Delineation of the 2q23.1 Critical Region

Schematic representation of MBD5-containing deletions and translocation breakpoints in this report and those previously reported in the literature, arranged from largest to smallest. Boxes represent the minimum size of the deletions, and the horizontal lines extend through gaps in coverage to show the maximum deletion sizes. Green boxes represent individuals with MBD5 expression studies reported here. Single asterisks indicate cases known to be de novo; a double asterisk indicates a single inherited case in the cohort. Inheritance regarding all other cases is unknown. Genes within the region are represented by blue boxes, and the shaded region shows the location of MBD5.

Figure 2.

Figure 2

Deletions and Translocations Disrupting MBD5

(Top) Schematic representation of intragenic and partial deletions of MBD5. MBD5 genomic organization and mRNA (RefSeq Accession: NM_018328) are provided, including the large noncoding region (in green) between exon 1 and the coding sequence start site (in blue). Above the gene are the 18 microdeletions that partially and/or exclusively disrupt MBD5. These subjects had similar phenotypic features to individuals with deletions of the full 2q23.1 region (Table 1). Green bars represent those cases with expression data shown in Figure 4. Single asterisks indicate cases known to be de novo; the double asterisk indicates a single inherited case in the cohort. Inheritance regarding all other cases is unknown.

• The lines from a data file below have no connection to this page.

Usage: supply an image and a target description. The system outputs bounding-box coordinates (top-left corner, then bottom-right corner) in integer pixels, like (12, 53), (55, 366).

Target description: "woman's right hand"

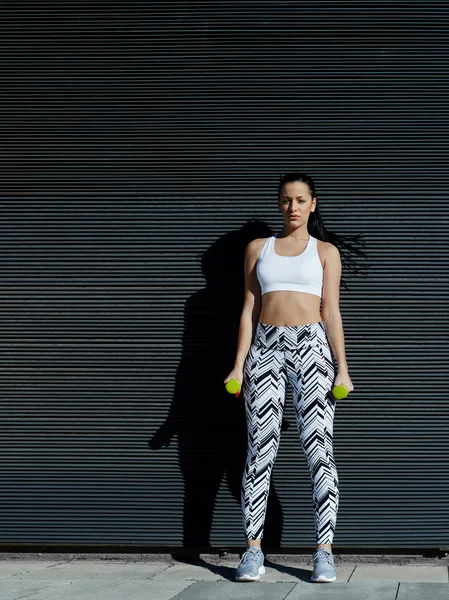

(223, 367), (243, 385)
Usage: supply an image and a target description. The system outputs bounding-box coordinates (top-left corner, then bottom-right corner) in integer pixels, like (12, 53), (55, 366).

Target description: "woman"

(224, 173), (365, 582)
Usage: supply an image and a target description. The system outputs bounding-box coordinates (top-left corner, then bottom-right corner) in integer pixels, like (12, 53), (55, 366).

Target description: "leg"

(241, 344), (285, 547)
(287, 339), (339, 550)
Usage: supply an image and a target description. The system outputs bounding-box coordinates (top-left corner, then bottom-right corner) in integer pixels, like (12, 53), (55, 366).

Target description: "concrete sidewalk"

(0, 555), (449, 600)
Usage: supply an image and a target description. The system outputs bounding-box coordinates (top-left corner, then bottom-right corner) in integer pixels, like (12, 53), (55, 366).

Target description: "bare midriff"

(259, 290), (322, 327)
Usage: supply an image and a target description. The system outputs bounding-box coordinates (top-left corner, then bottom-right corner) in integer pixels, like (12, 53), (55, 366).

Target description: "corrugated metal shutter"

(0, 0), (449, 548)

(Bottom) Translocation breakpoints in MBD5. Below the gene are paired-end sequencing data from two translocations found to disrupt MBD5. The arrows represent the orientation of sequence reads (inward facing for CapBP, outward facing for jumping libraries). The breakpoint on chromosome 2 in SMS373 was localized to the MBD5 noncoding region but determined to be an unbalanced rearrangement with derivative breakpoints separated by 193 kb on chromosome 2 and 106 kb on chromosome 10. DGAP142 yielded read pairs that localized the junction fragment to the same noncoding region23 with the loss of a single base at the chromosome 22 breakpoint in a region without annotated genes or functional sequences. Breakpoint sequences are given below the reads. The blue sequence represents the chromosome 2 breakpoint; the red sequence represents the chromosomal partner sequence, and the sequence at the breakpoint that does not map to either chromosome partner is inserted in gray. Breakpoints for both derivatives resulting in the 193 kb deletion of chromosome 2 are shown for SMS373. The second derivative of DGAP142 was balanced and identical to the reference.

Statistical Analyses

For the phenotype data, comparison of proportions in two-way contingency tables was performed with the Fisher's exact test as previously described.30,31 All reported p values are two-tailed. Given the known correlation between clinical variables, it is often difficult to assess the true number of independent tests performed. Though conservative, we performed Bonferroni correction for all pair-wise comparisons (Table 1). Statistical analysis for gene-expression data was performed with Prism 4 version 4.0b (GraphPad Software). A simple Fisher's exact test for allelic association was performed for the lone mutation tested.

Results

Analyses presented here sought to characterize genetic and phenotypic heterogeneity associated with the 2q23.1 microdeletion syndrome region and particularly to determine whether one gene or multiple genes in the region contribute to the abnormal phenotypes. Our analyses progressively focused on a single gene, MBD5, which we implicated as a single causal locus for the bulk of the characteristic phenotypic manifestations of the 2q23.1 microdeletion syndrome.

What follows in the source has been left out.